Par François Boudet le 3 novembre 2011                      Lien  
Après des récits politiques pour adultes, Charles Masson nous revient avec une bande dessinée muette pour les enfants ; les aventures de Lilou et son chat Touchatou. Premier tome : {"Folia & Folio"}.

Nous vous connaissions au travers d’œuvres plus adultes et engagées (« Soupe froide », « Droit du sol » chez Casterman, etc.) ; pourquoi cette petite bande dessinée jeunesse aujourd’hui ? D’autant que, commercialement, la BD jeunesse est plus difficile… N’avez-vous pas peur également de déstabiliser vos aficionados habituels ?

J’ai commencé à lire et à faire de la BD quand d’autres apprennent à lire « les vrais livres » et je me souviens encore de l’émotion ressentie quand je commençais une BD de « franco-belge », des frissons un peu partout ; et je ne suis pas sûr que les livres que je produisais jusqu’à présent déclenchent ces impressions chez mes lecteurs. Je voulais revenir à cette émotion liée à l’aventure, aux voyages.
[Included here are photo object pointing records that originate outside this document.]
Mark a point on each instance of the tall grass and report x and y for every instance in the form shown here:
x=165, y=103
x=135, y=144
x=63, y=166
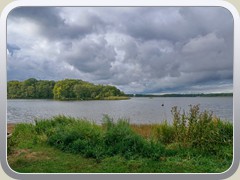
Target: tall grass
x=200, y=129
x=190, y=130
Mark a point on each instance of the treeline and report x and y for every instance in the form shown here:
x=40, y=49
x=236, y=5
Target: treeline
x=183, y=95
x=68, y=89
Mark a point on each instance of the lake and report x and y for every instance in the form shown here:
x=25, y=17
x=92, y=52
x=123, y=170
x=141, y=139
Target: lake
x=140, y=110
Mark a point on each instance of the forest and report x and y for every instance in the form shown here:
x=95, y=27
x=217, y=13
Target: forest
x=67, y=89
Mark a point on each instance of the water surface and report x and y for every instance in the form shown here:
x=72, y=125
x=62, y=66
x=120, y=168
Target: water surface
x=137, y=110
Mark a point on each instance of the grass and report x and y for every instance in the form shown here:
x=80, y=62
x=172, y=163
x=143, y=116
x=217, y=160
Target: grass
x=196, y=142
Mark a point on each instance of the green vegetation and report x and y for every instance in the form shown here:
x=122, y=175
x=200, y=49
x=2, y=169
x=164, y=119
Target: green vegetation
x=68, y=89
x=196, y=142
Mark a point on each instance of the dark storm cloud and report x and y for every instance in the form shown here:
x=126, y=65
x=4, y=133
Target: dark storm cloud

En fait, cette BD est celle que j’aurais voulu réaliser avant mon adolescence. Un retour à la Belgique de mon enfance que je ne connaissais que par mes lectures.
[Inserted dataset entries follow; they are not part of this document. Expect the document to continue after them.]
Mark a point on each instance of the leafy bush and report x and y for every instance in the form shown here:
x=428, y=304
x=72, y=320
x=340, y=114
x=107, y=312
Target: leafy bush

Charles Masson : « Le style, c'est celui que j'avais quand j'avais 20 ans. »C’est François Walthéry qui a bercé ma jeunesse et quand je vois les enfants relire les Natacha ou des Peyo, je les vois vibrer comme moi. L’envie de refaire de la BD jeunesse m’est d’ailleurs revenue en lisant la biographie de Peyo d’Hugues Dayez. Initialement ce livre devait être une série d’illustrations avec textes, genre littérature jeunesse, et je m’y suis engagé pour en faire une vraie BD.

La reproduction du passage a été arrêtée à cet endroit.